Thread: More questions (relating to global doubts)

  1. #1
    Registered User
    Join Date
    Mar 2008
    Location
    Coimbra, Portugal
    Posts
    85

    More questions (relating to global doubts)

    Hi again.

    Quite a long time since I last wrote here.

    Once again, and as my self-tutoring life progresses, I find myself with some questions which I will ask you.

    I've been trying to develop basic Standard C++ (and also C) library functions. About two seconds (wohoo) ago I finished string.h (or cstring or whatefver you may wish).

    During the developing of its functions I stumbled across some doubts.
    i.e. - In the following piece of code:

    Code:
    if(*--ptr_str2==*ptr_str1++) ptr_str2=(char*)str2;
    else return --ptr_str1-str1;
    Alright it's out of context, but picture that only. Is that piece of code faster than:

    Code:
    if(*--ptr_str2==*ptr_str1) { ptr_str1++; ptr_str2=(char*)str2; }
    else return ptr_str1-str1;
    Answering myself, I think it depends on the case. If the if statement becomes true, then I _think_ i spare time in doing what I do in the second sample of code, but, when it evaluates to false, I have to decrement it again (or maybe just subtract one to it in a logical expression...), lowering performance.

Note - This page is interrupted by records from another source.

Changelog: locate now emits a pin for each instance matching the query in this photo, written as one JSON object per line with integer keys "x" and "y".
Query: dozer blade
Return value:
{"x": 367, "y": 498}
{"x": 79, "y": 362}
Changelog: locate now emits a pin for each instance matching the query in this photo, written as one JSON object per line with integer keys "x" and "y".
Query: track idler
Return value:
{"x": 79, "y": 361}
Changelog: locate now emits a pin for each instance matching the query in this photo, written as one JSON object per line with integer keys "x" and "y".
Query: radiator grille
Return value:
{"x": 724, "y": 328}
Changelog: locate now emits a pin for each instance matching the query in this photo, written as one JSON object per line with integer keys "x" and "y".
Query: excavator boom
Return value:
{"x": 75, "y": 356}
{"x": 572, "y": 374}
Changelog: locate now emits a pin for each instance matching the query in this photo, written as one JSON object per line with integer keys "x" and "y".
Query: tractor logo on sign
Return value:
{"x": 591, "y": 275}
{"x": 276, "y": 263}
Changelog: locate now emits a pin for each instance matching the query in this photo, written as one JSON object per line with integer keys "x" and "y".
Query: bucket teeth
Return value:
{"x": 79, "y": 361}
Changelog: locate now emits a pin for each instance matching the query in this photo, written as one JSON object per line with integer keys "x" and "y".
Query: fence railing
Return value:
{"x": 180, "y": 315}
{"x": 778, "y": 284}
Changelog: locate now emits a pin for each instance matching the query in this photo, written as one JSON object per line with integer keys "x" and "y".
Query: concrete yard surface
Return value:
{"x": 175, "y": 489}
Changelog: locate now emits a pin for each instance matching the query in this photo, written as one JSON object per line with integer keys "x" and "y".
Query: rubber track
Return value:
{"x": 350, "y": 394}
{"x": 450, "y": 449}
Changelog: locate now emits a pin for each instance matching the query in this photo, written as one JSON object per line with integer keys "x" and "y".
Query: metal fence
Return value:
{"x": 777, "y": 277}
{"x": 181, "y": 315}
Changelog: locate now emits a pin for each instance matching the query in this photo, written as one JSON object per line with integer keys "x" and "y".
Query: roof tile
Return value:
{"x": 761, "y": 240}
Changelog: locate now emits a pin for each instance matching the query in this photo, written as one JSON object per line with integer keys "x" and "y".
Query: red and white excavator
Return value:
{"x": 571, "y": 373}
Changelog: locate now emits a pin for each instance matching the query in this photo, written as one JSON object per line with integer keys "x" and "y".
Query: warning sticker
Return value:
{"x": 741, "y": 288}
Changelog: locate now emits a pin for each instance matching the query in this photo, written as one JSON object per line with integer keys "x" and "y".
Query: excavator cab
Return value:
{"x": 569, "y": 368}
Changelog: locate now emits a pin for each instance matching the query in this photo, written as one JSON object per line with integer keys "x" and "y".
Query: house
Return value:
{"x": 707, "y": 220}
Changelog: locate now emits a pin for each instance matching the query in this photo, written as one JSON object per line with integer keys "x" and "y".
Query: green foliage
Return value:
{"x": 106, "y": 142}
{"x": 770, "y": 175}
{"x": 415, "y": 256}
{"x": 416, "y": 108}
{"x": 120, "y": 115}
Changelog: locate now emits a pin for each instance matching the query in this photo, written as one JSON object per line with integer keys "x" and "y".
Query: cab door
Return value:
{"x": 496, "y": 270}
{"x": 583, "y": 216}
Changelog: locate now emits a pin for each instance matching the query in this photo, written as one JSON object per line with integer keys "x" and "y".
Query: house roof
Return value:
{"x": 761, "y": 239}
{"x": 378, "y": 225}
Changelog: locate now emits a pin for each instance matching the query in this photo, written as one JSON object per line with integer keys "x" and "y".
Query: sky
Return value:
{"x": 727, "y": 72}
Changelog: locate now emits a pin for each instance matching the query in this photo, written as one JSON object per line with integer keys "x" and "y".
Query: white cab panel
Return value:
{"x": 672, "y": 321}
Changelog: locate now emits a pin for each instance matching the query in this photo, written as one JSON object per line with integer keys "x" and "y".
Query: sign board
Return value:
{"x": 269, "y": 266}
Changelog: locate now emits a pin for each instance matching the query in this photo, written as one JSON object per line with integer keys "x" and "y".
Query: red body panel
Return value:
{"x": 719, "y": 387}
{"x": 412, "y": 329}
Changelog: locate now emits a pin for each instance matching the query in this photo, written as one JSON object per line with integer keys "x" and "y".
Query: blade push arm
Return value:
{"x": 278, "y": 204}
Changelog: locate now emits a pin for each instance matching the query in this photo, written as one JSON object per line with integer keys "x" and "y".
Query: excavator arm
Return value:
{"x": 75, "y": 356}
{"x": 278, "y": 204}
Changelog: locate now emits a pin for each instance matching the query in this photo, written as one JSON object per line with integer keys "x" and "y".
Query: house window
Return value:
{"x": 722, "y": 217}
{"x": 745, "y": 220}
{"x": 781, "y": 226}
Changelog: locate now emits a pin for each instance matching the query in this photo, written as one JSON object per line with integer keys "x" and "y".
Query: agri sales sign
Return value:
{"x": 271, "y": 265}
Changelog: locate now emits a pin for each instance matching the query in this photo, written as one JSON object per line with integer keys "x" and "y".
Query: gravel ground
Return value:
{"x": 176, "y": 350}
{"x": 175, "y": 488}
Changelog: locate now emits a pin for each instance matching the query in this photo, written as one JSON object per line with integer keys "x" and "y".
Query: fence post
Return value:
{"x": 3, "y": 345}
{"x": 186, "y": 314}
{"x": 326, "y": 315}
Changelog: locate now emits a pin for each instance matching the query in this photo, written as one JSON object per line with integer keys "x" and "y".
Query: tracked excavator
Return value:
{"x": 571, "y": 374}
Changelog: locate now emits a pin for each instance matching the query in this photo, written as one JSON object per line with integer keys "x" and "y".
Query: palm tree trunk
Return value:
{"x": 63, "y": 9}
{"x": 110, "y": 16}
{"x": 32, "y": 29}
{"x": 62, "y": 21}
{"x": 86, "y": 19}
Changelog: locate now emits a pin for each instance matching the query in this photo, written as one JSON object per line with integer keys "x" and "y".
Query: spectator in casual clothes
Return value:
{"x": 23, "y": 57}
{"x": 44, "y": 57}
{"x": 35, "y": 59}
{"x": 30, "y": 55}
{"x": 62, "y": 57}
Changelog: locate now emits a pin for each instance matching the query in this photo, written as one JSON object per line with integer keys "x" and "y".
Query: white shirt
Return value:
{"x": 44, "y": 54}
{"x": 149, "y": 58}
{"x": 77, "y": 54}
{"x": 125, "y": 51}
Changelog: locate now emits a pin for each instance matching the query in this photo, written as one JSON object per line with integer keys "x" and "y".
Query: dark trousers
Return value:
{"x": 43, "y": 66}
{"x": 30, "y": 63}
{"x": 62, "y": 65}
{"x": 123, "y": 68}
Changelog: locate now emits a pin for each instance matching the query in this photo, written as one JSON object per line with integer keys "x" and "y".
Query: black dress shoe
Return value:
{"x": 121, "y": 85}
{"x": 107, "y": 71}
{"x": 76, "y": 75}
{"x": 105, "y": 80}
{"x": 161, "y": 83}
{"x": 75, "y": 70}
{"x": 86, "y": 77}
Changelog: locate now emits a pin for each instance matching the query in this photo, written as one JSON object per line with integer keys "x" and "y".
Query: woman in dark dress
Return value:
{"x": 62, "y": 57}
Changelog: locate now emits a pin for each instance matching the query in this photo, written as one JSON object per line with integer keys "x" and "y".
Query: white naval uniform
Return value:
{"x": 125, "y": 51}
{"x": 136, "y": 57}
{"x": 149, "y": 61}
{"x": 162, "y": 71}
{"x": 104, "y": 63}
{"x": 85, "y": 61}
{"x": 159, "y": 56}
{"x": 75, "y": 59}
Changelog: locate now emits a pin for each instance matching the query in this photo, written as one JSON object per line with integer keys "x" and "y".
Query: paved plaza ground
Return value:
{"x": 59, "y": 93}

    I would like to post the whole code from all my functions and get an opinion from the 'experts', just to check if I'm going in the right direction. If you allow me to do it, in my next post I will paste the code here. For now, if it wouldn't bother you really much, I'd like you to comment on my implementation of strspn:

    Code:
    size_t strspn ( const char * str1, const char * str2 ) {
    char* ptr_str1=(char*)str1,* ptr_str2=(char*)str2;
    while(*ptr_str1) {
    while(*ptr_str2++!=*ptr_str1 && (*ptr_str2)) ;
    if(*--ptr_str2==*ptr_str1++) ptr_str2=(char*)str2;
    else return --ptr_str1-str1;
    }
    return ptr_str1-str1;
    }
    Do you think it is ok? How could it be improved? What are the major performance hits?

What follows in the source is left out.